‘Our Society Hasn’t Changed Post-Nirbhaya’
Asha Devi, the mother of the December 16, 2012 Delhi gang-rape victim Nirbhaya, tells LokMarg that rape cases hold up a mirror to our society that despite the outrage on her daughter’s murder, little has changed
Seven years after my daughter was raped and murdered in a moving bus in the national capital on a cold December night, our society has not changed a bit. In fact, the situation has deteriorated as rapists have become more brutal now. They are worse than animals. They crush a five-year-old girl with a boulder after raping her; not even an animal does that.
More worrying is the fact that such rapists are being defended by people in government, politicians, lawyers and even cops. In the Kathua case, a cop was involved. Where we will go when the protector becomes the predator?
It is so disheartening that to divert attention from the gruesome crime they are also trying to give a communal colour to a five-year-old’s murder. Rape can never be communal. I can’t believe that a rape victim can be identified by her religion. That comes from politics.
We have no options left. Our system has made us helpless; we have nowhere to go but to hit the streets for justice. In our country, a father goes to a chief minister’s residence seeking justice for his raped daughter but he gets beaten to death. What can we do now?
It is sad to see that the ones who gave the ‘Beti Bachao Beti Padhao (Save our daughters, educate our daughters)’ slogan are now defending their own legislator in an alleged gang-rape case of a minor girl and her father’s custodial death.
People now see hope in us but I can’t help thinking how little I can do for them when I have failed to get justice for my own daughter. Nirbhaya died in 2012 and after six years, we are still clueless when the accused will be hanged.
Our pain and trauma is their politics, no matter which political party is in power. If they are serious, they should hold a one-day session in Parliament to discuss such brutal rape cases and find a solution. Even these politicians have daughters, mothers, and wives at home.
Not even women politicians take up such issues; even they are quiet. TV debates are just more political blame-games. When there is a solution to everything, then why there is no solution for rape?

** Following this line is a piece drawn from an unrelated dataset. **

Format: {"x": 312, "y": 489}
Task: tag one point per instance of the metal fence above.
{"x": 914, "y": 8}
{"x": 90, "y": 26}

After my daughter was brutalised, the politicians who were in the Opposition then had organised candlelight vigils and marches and had forced the government to make the law more stringent. How many daughters must we lose to get a stringent law that works? I demand that these criminals should be hanged.
And, of course, there’s a Nirbhaya Fund. But who is using it and how is it being used? Who’s been benefited? I have got no response from the government so far.
It is so shameful that people are questioning rape victims. I feel all these things are being done to divert attention. If they continue to ignore it, more such cases will happen. People in power are sleeping as poor people are getting raped but if they continue to stay quite sooner or later their own daughters will have to pay the price as these rapists are only getting bolder.